A leading Sudanese human rights organisation says General al-Burhan’s forces (SAF) and state security agencies are torturing detainees to death and running “execution chambers.”
Emergency Lawyers said it had documented hundreds of arrests in Khartoum since SAF retook the capital from the Rapid Support Forces (RSF) in March, amid a civil war that has killed tens of thousands in two years. In the worst cases, the group said, detainees were later found dead with signs of torture.
SAF did not respond to requests for comment on Sunday.
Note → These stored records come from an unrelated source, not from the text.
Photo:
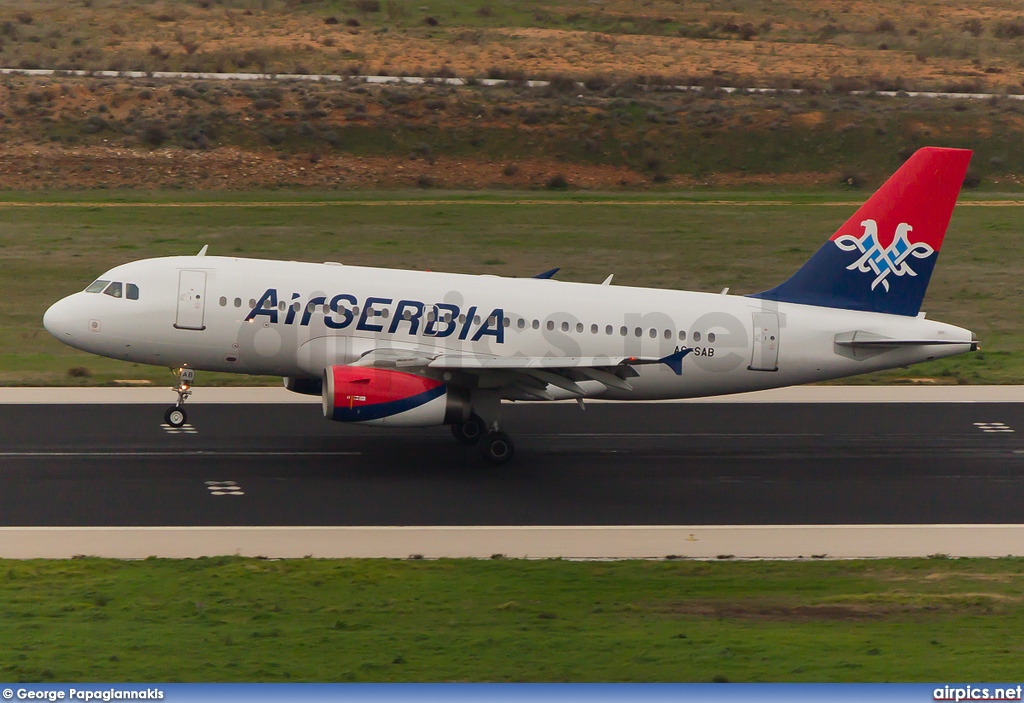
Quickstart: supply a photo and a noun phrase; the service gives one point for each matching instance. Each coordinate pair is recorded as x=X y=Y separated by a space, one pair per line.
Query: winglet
x=675 y=359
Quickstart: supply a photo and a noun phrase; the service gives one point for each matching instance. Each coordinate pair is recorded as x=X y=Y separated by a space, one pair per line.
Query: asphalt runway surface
x=614 y=464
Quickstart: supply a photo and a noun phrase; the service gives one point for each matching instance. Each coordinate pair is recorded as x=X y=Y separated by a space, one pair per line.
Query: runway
x=615 y=464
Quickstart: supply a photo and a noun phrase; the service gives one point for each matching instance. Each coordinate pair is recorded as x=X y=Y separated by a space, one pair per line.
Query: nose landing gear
x=175 y=415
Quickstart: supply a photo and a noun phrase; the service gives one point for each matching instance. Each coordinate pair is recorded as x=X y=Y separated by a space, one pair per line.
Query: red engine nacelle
x=382 y=396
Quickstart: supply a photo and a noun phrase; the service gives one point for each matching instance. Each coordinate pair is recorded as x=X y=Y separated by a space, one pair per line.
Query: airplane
x=403 y=348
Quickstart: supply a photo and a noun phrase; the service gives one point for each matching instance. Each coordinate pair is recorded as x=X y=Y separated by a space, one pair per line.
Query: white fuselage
x=199 y=311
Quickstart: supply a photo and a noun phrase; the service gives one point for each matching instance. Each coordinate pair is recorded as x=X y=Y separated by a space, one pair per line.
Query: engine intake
x=389 y=398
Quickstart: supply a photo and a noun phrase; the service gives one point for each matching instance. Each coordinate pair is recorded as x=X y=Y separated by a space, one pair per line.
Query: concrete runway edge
x=795 y=394
x=823 y=541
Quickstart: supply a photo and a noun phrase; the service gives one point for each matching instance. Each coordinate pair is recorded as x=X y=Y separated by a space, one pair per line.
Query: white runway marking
x=224 y=488
x=993 y=427
x=185 y=429
x=194 y=452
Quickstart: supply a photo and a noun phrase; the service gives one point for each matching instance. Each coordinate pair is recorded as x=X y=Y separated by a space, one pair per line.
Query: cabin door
x=765 y=357
x=192 y=299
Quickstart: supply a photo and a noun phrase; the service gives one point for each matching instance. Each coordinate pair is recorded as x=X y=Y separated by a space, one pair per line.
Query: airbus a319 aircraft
x=399 y=348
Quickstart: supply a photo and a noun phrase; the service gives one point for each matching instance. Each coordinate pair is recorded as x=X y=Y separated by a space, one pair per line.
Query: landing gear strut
x=469 y=432
x=175 y=414
x=497 y=447
x=482 y=427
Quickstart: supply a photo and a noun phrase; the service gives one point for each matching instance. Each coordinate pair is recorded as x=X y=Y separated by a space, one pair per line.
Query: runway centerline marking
x=224 y=488
x=185 y=429
x=993 y=427
x=192 y=452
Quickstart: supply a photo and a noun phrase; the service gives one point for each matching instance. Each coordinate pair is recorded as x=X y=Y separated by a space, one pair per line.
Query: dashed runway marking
x=224 y=488
x=993 y=427
x=185 y=429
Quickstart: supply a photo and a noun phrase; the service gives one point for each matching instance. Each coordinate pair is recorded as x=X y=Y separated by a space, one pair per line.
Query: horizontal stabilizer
x=869 y=339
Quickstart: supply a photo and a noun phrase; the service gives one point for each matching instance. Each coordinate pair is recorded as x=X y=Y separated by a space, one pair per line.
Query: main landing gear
x=175 y=414
x=495 y=444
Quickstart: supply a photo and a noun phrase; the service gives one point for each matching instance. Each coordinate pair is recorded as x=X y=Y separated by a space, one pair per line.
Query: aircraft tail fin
x=882 y=258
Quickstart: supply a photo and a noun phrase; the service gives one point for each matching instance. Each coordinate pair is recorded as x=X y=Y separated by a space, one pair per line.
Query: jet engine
x=390 y=398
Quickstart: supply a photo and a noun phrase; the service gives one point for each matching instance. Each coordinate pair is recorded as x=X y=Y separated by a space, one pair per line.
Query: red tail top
x=921 y=194
x=882 y=258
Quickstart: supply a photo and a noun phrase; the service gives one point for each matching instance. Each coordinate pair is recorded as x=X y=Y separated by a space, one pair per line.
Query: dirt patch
x=42 y=167
x=898 y=606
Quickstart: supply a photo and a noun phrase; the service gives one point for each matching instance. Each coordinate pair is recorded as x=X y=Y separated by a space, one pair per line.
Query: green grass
x=98 y=620
x=679 y=240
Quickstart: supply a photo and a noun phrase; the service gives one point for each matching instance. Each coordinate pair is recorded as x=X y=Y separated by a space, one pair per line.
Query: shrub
x=154 y=133
x=557 y=182
x=1009 y=30
x=972 y=27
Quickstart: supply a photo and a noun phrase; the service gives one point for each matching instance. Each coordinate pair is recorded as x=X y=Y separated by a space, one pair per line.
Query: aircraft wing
x=528 y=376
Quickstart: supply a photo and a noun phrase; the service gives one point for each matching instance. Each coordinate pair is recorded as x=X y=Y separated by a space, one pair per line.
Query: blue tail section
x=882 y=258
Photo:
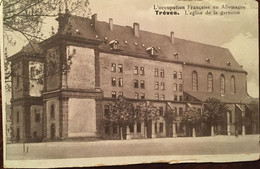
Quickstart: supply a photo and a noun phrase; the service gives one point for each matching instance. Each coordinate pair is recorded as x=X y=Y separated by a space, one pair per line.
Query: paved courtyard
x=158 y=146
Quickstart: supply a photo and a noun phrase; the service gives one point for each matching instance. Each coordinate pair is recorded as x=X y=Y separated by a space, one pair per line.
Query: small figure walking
x=236 y=133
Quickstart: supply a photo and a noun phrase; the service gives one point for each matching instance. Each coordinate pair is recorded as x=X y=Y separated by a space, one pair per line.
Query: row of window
x=142 y=84
x=37 y=117
x=141 y=71
x=161 y=112
x=115 y=128
x=113 y=94
x=113 y=68
x=210 y=83
x=142 y=96
x=131 y=128
x=120 y=82
x=136 y=84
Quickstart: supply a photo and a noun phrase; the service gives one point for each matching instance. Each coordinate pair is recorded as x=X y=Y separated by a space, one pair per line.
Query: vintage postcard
x=97 y=82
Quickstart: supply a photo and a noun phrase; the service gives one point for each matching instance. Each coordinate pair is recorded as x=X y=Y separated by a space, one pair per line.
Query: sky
x=238 y=33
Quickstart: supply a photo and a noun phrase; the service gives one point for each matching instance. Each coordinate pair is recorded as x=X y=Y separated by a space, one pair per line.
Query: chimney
x=110 y=24
x=172 y=37
x=94 y=21
x=136 y=29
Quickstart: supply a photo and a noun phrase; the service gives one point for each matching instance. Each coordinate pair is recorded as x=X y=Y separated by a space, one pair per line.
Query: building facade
x=89 y=63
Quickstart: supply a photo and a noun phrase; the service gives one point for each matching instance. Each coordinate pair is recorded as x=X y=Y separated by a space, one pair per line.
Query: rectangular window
x=174 y=75
x=131 y=127
x=136 y=70
x=142 y=85
x=37 y=117
x=180 y=111
x=156 y=96
x=120 y=82
x=180 y=98
x=113 y=82
x=142 y=96
x=156 y=85
x=52 y=111
x=156 y=72
x=175 y=87
x=114 y=129
x=162 y=86
x=162 y=97
x=120 y=68
x=17 y=81
x=180 y=75
x=180 y=87
x=113 y=93
x=138 y=127
x=136 y=84
x=120 y=94
x=141 y=70
x=175 y=97
x=161 y=127
x=35 y=134
x=155 y=128
x=18 y=117
x=162 y=73
x=113 y=67
x=161 y=111
x=136 y=96
x=106 y=110
x=107 y=129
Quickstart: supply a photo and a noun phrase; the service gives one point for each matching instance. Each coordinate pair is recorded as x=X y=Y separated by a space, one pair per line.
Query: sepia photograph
x=100 y=83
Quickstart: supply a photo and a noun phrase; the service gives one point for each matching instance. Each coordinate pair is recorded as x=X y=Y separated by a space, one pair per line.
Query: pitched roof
x=189 y=52
x=226 y=98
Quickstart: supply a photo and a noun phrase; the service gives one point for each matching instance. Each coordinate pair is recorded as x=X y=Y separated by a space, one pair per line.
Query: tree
x=213 y=113
x=252 y=117
x=27 y=17
x=191 y=117
x=121 y=113
x=171 y=119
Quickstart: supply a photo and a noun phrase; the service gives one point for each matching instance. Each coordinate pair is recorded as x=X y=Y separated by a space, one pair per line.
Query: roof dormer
x=114 y=44
x=152 y=50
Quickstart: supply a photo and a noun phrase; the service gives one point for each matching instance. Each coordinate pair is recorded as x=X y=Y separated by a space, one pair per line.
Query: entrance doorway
x=18 y=134
x=52 y=131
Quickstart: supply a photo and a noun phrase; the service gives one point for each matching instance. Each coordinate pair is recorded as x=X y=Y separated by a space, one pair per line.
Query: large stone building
x=88 y=63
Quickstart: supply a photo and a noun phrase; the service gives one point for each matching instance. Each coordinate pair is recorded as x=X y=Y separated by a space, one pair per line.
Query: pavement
x=139 y=147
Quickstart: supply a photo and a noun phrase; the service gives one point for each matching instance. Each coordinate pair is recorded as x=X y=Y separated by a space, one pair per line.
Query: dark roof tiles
x=188 y=51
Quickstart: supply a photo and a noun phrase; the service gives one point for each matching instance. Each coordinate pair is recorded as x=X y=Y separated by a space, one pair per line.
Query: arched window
x=194 y=81
x=232 y=84
x=210 y=82
x=222 y=83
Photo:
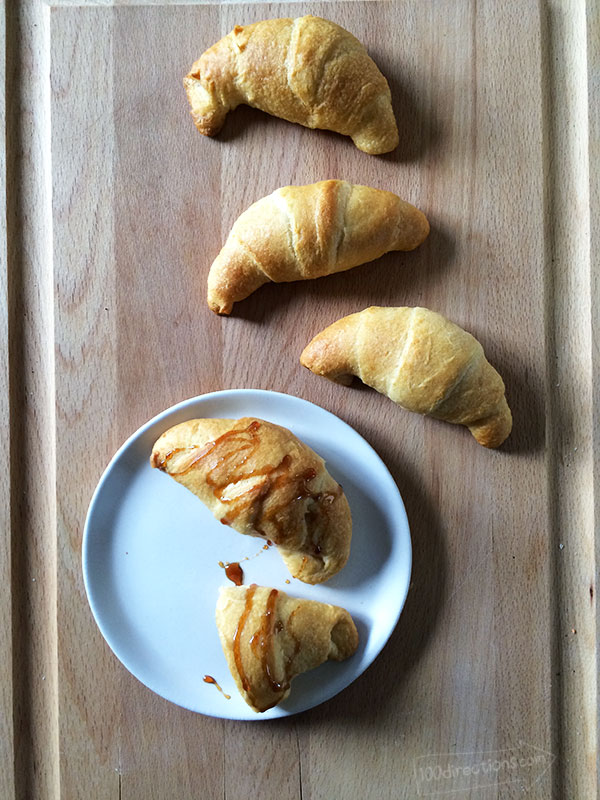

The group, which has chronicled abuses by all sides throughout the conflict, said on X it had observed a “dangerous escalation in violations.” Some people were allegedly seized at random and taken to large detention centres, where outcomes ranged from prolonged detention in “inhumane” conditions to trials by security bodies “lacking basic standards of justice,” or release in poor health. “In the worst cases, some are found dead after being killed or declared dead as a result of torture,” it added.
In March, the UN Independent International Fact-Finding Mission for the Sudan said both sides were responsible for “a widespread pattern of arbitrary detention, torture and ill-treatment of detainees,” and that both the SAF and its rivals had used “rape and other forms of sexual violence, arbitrary arrest and detention, as well as torture and ill-treatment.”
The conflict has triggered one of the world’s worst humanitarian crises: about 12 million people have been displaced and famine has been declared in parts of the country. Medical charity Doctors Without Borders (MSF) says the war has fuelled Sudan’s worst cholera outbreak in years, with nearly 100,000 cases and 2,470 deaths over the past year.